Gazeteci-yazar Selvi: Okula göndermeyi dahi küfür sayanlar şimdi çocuklarını başörtüsü ile okula zorluyor

Gazeteci-Yazar Abdulkadir Selvi, çocuklarını okula göndermeyi dahi küfür sayan bir takım düşüncelerin şimdi çocuklarını ilkokul kapılarına zorlamaları

Gazeteci-Yazar Abdulkadir Selvi, çocuklarını okula göndermeyi dahi küfür sayan bir takım düşüncelerin şimdi çocuklarını ilkokul kapılarına zorlamalarının bu sürece zarar vereceğini söyledi. Yargıtay Cumhuriyet Başsavcısı'nın açıklamasının ardından sorunun başörtüsü sorunu olmaktan çıkıp Yargıtay Cumhuriyet Başsavcısı sorununa döndüğünü savunan Selvi, "Yasalar herkesi bağlıyor da Cumhuriyet Başsavcısı'nı bağlamıyor mu?" diye sordu.

Cihan TV Network bünyesinde yayınlanan Anadolu'da Sabah programına katılan Yenişafak Gazetesi Ankara Temsilcisi Abdulkadir Selvi, Yargıtay Cumhuriyet Başsavcılığı'nın tehdidinin birinci muhatabının AK Parti olmadığını belirterek üç siyasi parti olduğunu, ama öncelikli olarak muhtaplardan birisinin CHP ve Türkiye Büyük Millet Meclisi olduğunu ifade etti. Açıklamanın milletin iradesinin yegane temsilcisi olan TBMM'ye parmak sallamak olduğunun altını çizen Selvi, konunun başörtüsü sorunu değil rejim sorunu haline geldiğini kaydetti. Bu tür durumlarda partilerin tek vücut olup tepki vermeleri gerektiğini vurgulayan Selvi, halkın başörtüsü sorununun çözülmesini istediğini, bunu da sandığa yansıttığını söyledi.

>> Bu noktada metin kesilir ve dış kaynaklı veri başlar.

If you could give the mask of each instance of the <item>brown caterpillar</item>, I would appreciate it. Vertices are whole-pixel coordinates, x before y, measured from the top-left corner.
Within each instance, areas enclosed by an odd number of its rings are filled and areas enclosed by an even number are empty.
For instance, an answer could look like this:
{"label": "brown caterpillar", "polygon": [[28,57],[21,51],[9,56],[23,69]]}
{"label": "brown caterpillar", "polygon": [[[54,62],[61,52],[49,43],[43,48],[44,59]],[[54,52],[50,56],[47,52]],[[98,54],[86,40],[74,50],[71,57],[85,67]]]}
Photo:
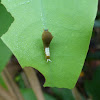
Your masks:
{"label": "brown caterpillar", "polygon": [[50,61],[50,43],[53,39],[52,34],[48,31],[48,29],[44,30],[43,34],[42,34],[42,41],[43,41],[43,45],[44,45],[44,51],[45,51],[45,56],[47,59],[47,62]]}

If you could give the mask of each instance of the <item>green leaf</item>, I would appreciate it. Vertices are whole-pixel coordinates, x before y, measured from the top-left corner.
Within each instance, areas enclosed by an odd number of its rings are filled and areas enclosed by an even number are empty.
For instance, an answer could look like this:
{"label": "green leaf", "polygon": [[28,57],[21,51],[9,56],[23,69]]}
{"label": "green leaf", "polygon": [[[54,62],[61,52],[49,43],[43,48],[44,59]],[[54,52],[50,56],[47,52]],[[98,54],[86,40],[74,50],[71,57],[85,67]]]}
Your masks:
{"label": "green leaf", "polygon": [[[13,18],[7,12],[6,8],[0,3],[0,36],[8,30],[12,22]],[[5,67],[11,54],[11,51],[0,39],[0,72]]]}
{"label": "green leaf", "polygon": [[[22,67],[46,78],[44,86],[73,88],[88,51],[98,0],[2,0],[14,23],[2,36]],[[54,36],[51,63],[42,43],[43,29]]]}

Bazı derneklerin girişimiyle Adana, Mersin ve Gaziantep'de ilköğretime başörtülü girme girişimlerini de değerlendiren Selvi şu uyarılarda bulundu:

"Bu süreçte çok dikkat edilmesi gereken noktalar var. Gerçekten bu işin çözülmesini isteyenler, sabırla, hiçbir provakasyona alet olmadan, mağdur olduğu halde acısını içine gömmeli. Eğer imkanı varsa çocuğunu başka ülkelerde okutmak suretiyle, imkanı yoksa eğitimini yarıda bıraktırmak suretiyle, yeter ki 'ülkemde rejim bundan zarar görmesin, hak ve özgürlükler zarar görmesin' diye bu konuda mağdur, sabırlı ama kararlı, her şekliyle demokrasi ve hukukun içerisinde kalarak mücadelesini sürdürmeli. Bu tür tuzaklara düşmemek lazım. Bu olay bana 1950'de Atatürk büstlerine bir tarikatın yaptığı saldırıları hatırlatıyor. Merhum Menderes'in ezanı Arapça aslına döndürme girişiminden sonra harekete geçilmiş, daha sonra o zaman bir partiyle de CHP ile de çok organik ilişkiler ortaya çıkan bir tarikat mensuplarının yaptığı bir girişimdi. Ancak ondan sonra Demokrat Parti, o hadiseden sonra 8-10 yıl boyunca bu konulara el atamadı. El atacak irade kalmadı. Çocuklarını okula göndermeyi dahi küfür sayan bir takım düşüncelerin, şimdi çocuklarını, üniversitelerle ilgili böyle bir sorun çözümü için zemin ortaya çıkmışken, şimdi çocuklarını ilkokul kapılarına zorlamaları bu sürecin önünü açacak değil, bu sürece zarar verecek bir girişim. Bunu yine bizim mağdur, dindar ama sağduyulu insanlarımız kendi içerisinde çözecektir. Ama bunu görmemiz gerekiyor. Bu girişim üniversitelerde başörtüsü veya türban sorununun çözümüne mi yarayacak zarar mı verecek? Yani bu iş kime yarayacak? Eğer bu iş zarar verecekse, o zaman bu işin arkasında zarar vermesini isteyenler var. Bu tür girişimlerde bulunanlar samimi Müslümanlar, dindarlarsa, bunu bizim sorgulama hak ve yetkimiz yok, dine, dindarlara, üniversite kapısındaki başörtülü kızlarımıza, hak ve özgürlüklere zarar verirler."